PoSR Authors
PoSR is a collaborative effort between Sally A. Applin and Dr. Michael D. Fischer at the University of Kent, Canterbury in the Centre for Social Anthropology and Computing.
Sally A. Applin earned her Ph.D.in Anthropology at the University of Kent at Canterbury, UK, working with the Centre for Social Anthropology and Computing (CSAC) where she researches the changing relationship between humans and algorithms, the impact of technology on culture, Maker culture, leading technologies, and the outcomes of network complexities as modeled by PolySocial Reality (PoSR). Sally holds a Masters degree from the graduate Interactive Telecommunications Program at NYU (ITP), and a BA in Conceptual Design from SFSU. Sally has had a career in the science museum design, computer software, telecommunications, innovation, insight, and product design/definition industries working as a Senior UX Designer, Senior Researcher, and Senior Consultant.
Dr. Applin is an anthropologist and Sr. Researcher who explores the domains of human agency, algorithms, AI, and automation in the context of social systems and sociability. Dr. Applin is a Research Fellow at HRAF Advanced Research Centres (EU), Canterbury, Centre for Social Anthropology and Computing (CSAC), and Research Associate at Human Relations Area Files (HRAF), Yale University. Dr. Applin has been an Associate Editor of the IEEE Technology and Society Magazine, Associate Editor of the IEEE Consumer Electronics Magazine (Societal Impacts Section), and an Executive Board Member of the Edward H. and Rosamond B. Spicer Foundation. Dr. Applin is currently a member of IoT Council (a think tank for the Internet of Things (IoT)), Shortwave Collective, the ACM Committee on Professional Ethics in Computer Science, the IEEE Algorithmic Decision Making Working Group (2017–ongoing), and the Society for Social Studies of Science (4S). A former collegiate dinghy racer, Dr. Applin currently belongs to the HMBYC.

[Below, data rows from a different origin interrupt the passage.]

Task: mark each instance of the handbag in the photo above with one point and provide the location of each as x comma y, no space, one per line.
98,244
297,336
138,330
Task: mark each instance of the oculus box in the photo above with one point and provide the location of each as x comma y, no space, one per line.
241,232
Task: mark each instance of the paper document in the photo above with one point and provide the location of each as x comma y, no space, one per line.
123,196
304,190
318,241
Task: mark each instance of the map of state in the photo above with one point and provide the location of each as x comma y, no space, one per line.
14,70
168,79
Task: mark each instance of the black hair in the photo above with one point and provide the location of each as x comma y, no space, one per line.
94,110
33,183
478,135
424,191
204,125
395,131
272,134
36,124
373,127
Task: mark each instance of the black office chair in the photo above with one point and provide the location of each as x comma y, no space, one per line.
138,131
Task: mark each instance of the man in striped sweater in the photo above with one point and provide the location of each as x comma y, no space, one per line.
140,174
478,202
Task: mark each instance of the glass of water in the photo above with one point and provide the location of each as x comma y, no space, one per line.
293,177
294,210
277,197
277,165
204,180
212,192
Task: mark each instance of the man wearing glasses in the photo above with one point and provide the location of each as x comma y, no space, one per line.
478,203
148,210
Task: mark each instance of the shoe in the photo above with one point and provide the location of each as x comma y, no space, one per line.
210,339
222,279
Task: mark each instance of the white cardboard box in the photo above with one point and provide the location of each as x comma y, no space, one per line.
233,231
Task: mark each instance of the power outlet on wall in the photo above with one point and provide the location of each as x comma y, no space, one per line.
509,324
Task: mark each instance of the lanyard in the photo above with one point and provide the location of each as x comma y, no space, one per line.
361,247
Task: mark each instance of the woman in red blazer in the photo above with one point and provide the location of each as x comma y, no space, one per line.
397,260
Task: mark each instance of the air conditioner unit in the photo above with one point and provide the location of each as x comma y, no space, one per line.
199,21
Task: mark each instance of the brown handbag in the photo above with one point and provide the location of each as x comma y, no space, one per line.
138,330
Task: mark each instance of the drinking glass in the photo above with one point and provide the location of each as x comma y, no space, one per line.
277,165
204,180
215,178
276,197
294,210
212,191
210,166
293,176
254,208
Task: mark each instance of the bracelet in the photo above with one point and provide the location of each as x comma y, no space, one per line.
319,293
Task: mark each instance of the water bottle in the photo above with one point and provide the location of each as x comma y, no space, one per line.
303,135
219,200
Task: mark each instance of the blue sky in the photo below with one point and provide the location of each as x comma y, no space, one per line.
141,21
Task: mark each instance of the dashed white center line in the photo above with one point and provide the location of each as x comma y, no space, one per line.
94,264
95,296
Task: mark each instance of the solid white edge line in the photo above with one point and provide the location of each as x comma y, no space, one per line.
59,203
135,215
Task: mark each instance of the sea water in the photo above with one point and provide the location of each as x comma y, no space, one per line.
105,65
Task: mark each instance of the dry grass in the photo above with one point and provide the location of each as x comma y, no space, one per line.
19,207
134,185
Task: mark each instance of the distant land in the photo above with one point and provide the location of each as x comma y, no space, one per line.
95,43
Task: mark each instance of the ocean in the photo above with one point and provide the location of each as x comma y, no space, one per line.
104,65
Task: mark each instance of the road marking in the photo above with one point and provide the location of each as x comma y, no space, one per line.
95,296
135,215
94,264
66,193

Michael D. Fischer is a Professor Emeritus of Anthropological Sciences at the University of Kent, Canterbury, United Kingdom, as well as the Director of the Centre for Social Anthropology and Computing; Vice President of the Human Relations Area Files (HRAF), Yale University; a Director of HRAF Advanced Research Centres (Kenta and Yale); and a Software Sustainability Institute Fellow. His research interests are the representation and structure of indigenous knowledge, cultural informatics, invention, the impact of mobile communications on social networks and agency, and the interrelationships between ideation and the material contexts within which ideation is expressed. He has worked mainly in the Punjab and Swat in Pakistan, and the Cook Islands. Fischer is Professor of Anthropological Sciences in the School of Anthropology and Conservation at the University of Kent and is currently Director of the Centre for Social Anthropology and Computing, the University of Kent at Canterbury. He has received grants from the ESRC, AHRB, SERC, MRC, HEFCE, JISC, Leverhulme and Nuffield, on topics including ethnography of Pakistan and the Cook Islands, formal analysis, multi-media databases, coding methods, virtual reality, performance and large scale networked databases, historical anthropology and textual markup.